Now that we've gone over the basics of this.
Let's do a quick example.
Let's suppose we have an organ pipe
and we can consider an organ pipe as a pipe with two open ends.
At both ends of an organ pipe, you actually do have an opening.
Let's suppose that our organ pipe is one meter long.
We could ask what is the lowest frequency that we could play in the pipe?
Where something that I haven't mentioned is that the frequency that you hear
corresponds with the pitch of the sound.
So a low frequency are those very deep, low sounds,
where high frequency are those very a high, high pitched sounds
maybe towards the right of a piano, for example.
So what is the lowest frequency that we could play on this pipe,
the lowest, deepest sound if it's a 1-meter long pipe
and we know the speed of sound to be 340 meters per second?
So use the exact sort of analysis that we already described
and see if you can do this.
See if you can find what the lowest frequency is,
the deepest sound that we can find for a given pipe like this one
with two open ends and one meter long.
The way this problem works looks like this.
We are going to first draw our pipe.
So here's our nice pipe.
We are going to again,
sort of use a dotted line just to represent the middle point,
were we have zero pressure.
And again, since this is a pipe with two open ends.
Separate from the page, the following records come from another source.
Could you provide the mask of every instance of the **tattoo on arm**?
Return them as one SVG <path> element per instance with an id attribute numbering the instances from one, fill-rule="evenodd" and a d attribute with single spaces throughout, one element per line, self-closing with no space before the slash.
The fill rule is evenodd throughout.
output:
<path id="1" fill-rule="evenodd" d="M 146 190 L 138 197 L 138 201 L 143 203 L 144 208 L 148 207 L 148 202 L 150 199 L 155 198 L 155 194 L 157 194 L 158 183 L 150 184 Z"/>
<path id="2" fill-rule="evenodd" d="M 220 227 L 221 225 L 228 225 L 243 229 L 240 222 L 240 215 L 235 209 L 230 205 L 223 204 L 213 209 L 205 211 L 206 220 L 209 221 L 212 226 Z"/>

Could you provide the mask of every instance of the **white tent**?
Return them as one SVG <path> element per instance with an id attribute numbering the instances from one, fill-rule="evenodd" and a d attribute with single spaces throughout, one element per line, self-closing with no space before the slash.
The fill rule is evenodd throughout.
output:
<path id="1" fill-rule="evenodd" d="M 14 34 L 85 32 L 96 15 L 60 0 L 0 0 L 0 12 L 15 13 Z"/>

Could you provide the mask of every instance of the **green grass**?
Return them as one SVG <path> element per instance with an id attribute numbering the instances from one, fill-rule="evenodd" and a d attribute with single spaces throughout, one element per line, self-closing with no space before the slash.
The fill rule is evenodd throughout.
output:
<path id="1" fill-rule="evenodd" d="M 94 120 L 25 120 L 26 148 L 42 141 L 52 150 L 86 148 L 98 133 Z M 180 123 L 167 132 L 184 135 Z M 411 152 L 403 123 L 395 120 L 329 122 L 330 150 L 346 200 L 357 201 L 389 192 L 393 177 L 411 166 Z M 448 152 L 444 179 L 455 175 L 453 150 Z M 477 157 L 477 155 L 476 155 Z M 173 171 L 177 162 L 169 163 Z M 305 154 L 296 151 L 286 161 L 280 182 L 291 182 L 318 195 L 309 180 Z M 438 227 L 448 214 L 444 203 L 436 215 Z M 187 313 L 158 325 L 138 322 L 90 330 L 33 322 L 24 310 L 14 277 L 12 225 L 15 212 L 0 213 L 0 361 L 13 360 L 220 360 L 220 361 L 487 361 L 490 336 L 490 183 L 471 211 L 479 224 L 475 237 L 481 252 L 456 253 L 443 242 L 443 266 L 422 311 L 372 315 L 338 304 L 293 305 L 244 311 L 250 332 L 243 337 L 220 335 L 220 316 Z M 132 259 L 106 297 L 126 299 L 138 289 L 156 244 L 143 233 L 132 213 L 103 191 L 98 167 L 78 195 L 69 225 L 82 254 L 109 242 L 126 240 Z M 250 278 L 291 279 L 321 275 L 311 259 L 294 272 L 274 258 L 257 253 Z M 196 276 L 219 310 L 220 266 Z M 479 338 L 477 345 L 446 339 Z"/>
We require at the open ends that there is zero atmosphere pressure.
So we can go ahead and put these two dots here
because we know that whatever wave I draw in here,
it needs to have these two zero points.
So for a wave, what I am looking for is the longest frequency
that I can possibly draw.
And for a wave and just sort of picture this wave to yourself
and ask yourself, what is the longest wavelength I can put in here?
For a given wave like this one, we can see the places that it cross to zero.
So for the longest wavelength,
what I would like is to pick the two closest zeros to each other.
So I can pick this zero and this zero.
In that case, our wave looks like this.
We have no pressure.
We have atmospheric pressure that is at these ends.
Nothing above or below atmosphere pressure.
We have a maximum of pressure right between.
Notice also that we could also have drawn the lower wave.
And these are equivalent because as time goes on,
this point here will go from maximum pressure to minimum pressure
to maximum pressure and back and forth.
So we'll have an oscillation here.
So it doesn't actually matter which one of these you chose.
So now that we've done this, what we'll do is we'll complete the wave
just so we can sort of compare visually
the wavelength with the length of the pipe.
And if you do that and we call the length of this pipe, L.
We can see that this wavelength of the pipe lambda
is going to be twice the length of the pipe itself
and so we have lambda is 2 times L.
So this great, in terms of the length of the pipe,
which is something that we're told in this problem.
We now know the wavelength of our wave
but what we're looking for is the frequency.
So how can we go from the wavelength to the frequency?
We know from our velocity equation that the velocity
is equal to the wavelength of a wave times its frequency
and I'm gonna box this again
because this is a important equation that comes up very, very, very often.
So make sure you are aware of this equation
and know what other variables in it are.
So let's solve that for f the frequency,
we have the velocity of our wave divided by how long the wave is.
We know the speed of sound and air
and we're ready to go ahead and plug in things that we know.
So this is the velocity divided by the wavelength
which we found was twice the length of the pipe.
We can plug in all the numbers that we're given.
This is 340 meters per second divided by twice the length of the pipe
where the length of the pipe was one meter.
So let's just say this here, length is one meter,
make sure we have that written.
So this is divided by 2 meters.
Fortunately, we know that our units cancelled properly.
We get 340 divided by 2 or 170 inverse seconds
1 over second is our unit and again this is not a 5,
be careful here and this is Hertz, so this our frequency, 170 Hz.
So this is how a typical example would work for a pipe.
What you have is your two ends. It'll be opened or closed.
Maybe one open, maybe one closed.
Maybe both open, maybe both closed
and you'll just apply the boundary conditions as we saw.
It might be helpful for you to draw a wave like I drew here,
just you can visualize where are the peaks of a wave,
where are the troughs of a wave, where are the zero points of a wave
and which of these points should I pick
if I want the longest wavelength to fit in my pipe.
Once you've done that,
you'll almost always need to use this velocity equation
depending in what parameter in the question you're trying to find.
If you're just trying to find the wavelength of your wave,
you wouldn't need to use the velocity equation to find the wavelength
as we did here since we needed to find the frequency.
So this is a basic example one more time and again,
this is potentially one of the more confusing topics.
So be sure to go over this a few times.
Try some practice problems
and see if you can make sure that this pipe,
sort of example makes some sort of sense.